= Robert Daborne =

16th/17th-century English playwright

Robert Daborne (c. 1580 - 23 March 1628) was an English dramatist of the Jacobean era.

His father was also Robert Daborne, heir to family property in Guildford, Surrey and other places, including London, and a wealthy haberdasher by trade. He is now thought to have been a "sizar"—an undergraduate exempt from fees—at King's College, Cambridge in 1598. His marriage record suggests that he was a gentleman and member of the Inner Temple. Daborne was married to Anne Younger in 1602 at St Mary's Church in South Walsham by the local cleric, who was nephew to Anne's father, Robert Younger, the owner of Old Hall in South Burlingham; they had at least one child, a daughter, but his wife Anne died in childbirth. He was living with his father-in-law in Shoreditch by 1609, but his father-in-law died and there was a bitter dispute among the family members subsequently regarding the inheritance. A 1608 document show that Daborne owed £50 to Robert Keysar, one of the managers of the Children of the Queen's Revels. In January 1610 Daborne is listed as one of the patentees (partners or backers) of the Queen's Revels Children when Philip Rosseter re-organized that troupe of boy actors. It is generally assumed that Daborne wrote for that company as a dramatist, and when the troupe linked with the Lady Elizabeth's Men for a time around 1613, Daborne came into the circle of playwrights who worked for impresario Philip Henslowe.

Henslowe's records in the collection of Dulwich College contain more than thirty references to Daborne in letters, receipts, and other documents in the 1613-15 period. Constantly impecunious, like so many of his writing contemporaries, Daborne relied on the self-interested generosity of Henslowe, to whom he was indebted for a series of small loans. He worked on at least five plays for Henslowe in this era, either alone or with collaborators who included Cyril Tourneur, John Fletcher, Nathan Field, and Philip Massinger. None of these plays, with titles like Machiavel and the Devil, The Arraignment of London, and The She Saint, have survived.

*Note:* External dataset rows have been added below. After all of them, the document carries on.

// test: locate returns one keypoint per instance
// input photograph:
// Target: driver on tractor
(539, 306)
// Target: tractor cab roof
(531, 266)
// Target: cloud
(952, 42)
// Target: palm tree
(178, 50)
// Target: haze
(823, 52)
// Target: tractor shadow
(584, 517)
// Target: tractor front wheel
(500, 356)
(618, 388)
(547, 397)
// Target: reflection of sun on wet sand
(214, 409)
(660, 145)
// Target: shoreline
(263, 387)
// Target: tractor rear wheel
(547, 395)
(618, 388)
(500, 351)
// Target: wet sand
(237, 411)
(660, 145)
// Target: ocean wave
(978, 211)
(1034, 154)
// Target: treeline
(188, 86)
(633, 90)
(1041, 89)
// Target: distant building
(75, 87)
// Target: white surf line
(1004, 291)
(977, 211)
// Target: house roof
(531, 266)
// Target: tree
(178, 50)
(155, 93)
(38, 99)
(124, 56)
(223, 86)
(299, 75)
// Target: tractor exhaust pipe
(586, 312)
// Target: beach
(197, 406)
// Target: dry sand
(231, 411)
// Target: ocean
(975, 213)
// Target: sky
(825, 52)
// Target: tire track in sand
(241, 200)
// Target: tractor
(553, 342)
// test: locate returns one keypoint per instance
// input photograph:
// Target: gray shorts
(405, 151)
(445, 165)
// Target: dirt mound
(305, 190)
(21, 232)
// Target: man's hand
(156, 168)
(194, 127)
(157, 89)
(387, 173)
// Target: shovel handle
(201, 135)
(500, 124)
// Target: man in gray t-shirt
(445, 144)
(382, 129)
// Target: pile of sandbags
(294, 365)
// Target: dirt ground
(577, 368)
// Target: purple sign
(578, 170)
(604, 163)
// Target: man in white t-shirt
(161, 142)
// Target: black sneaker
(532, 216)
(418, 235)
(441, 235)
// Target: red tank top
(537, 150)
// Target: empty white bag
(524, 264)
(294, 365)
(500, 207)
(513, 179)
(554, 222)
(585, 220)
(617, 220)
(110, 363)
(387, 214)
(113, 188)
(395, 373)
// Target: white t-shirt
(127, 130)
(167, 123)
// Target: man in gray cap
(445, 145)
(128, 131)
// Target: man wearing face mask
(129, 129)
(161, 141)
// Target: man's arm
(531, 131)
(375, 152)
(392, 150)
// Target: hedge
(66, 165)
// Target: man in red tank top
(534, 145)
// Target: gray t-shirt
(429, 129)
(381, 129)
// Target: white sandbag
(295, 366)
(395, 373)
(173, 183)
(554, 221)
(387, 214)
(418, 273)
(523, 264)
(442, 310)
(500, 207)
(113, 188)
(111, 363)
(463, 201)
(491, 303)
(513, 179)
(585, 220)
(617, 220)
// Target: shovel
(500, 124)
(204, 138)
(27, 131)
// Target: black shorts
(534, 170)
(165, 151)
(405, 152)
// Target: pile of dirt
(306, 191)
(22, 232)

Daborne is credited with the authorship of only two extant plays, both of which could be described, in some measure, as swashbucklers:

- A Christian Turn'd Turk (1612) is the tragic story of a pirate who converts to Islam after falling in love with a Muslim girl.
- The Poor Man's Comfort (first published in 1655) is an extraordinary tragicomedy prefiguring aspects of slick urban Restoration comedy, thrusting its protagonist Gisbert into bizarre and violent confrontations.

In the past, academics have argued for Daborne contributions to other plays, such as The Faithful Friends, Rollo Duke of Normandy, Cupid's Revenge, Thierry and Theodoret, and The Honest Man's Fortune; but these attributions are no longer considered likely. (Cyrus Hoy, in his sweeping study of the canon of Fletcher and his collaborators, ruled Daborne out of any participation in the authorship of those works.) Little extra-dramatic literary output by Daborne has survived; he did contribute verse to The Nipping or Snipping of Abuses, a 1614 collection by John Taylor, the Water Poet.

The extant records twice refer to Daborne as a "Master of Arts." He most likely took holy orders by 1618, when he published a sermon. Daborne became chancellor of Waterford in Ireland in 1619, and was made prebendary of Lismore in 1620 and dean of Lismore in 1621. He may have enjoyed the patronage of Lord Willoughby in his clerical career. All of the available evidence suggests that Daborne abandoned drama when he entered the Church.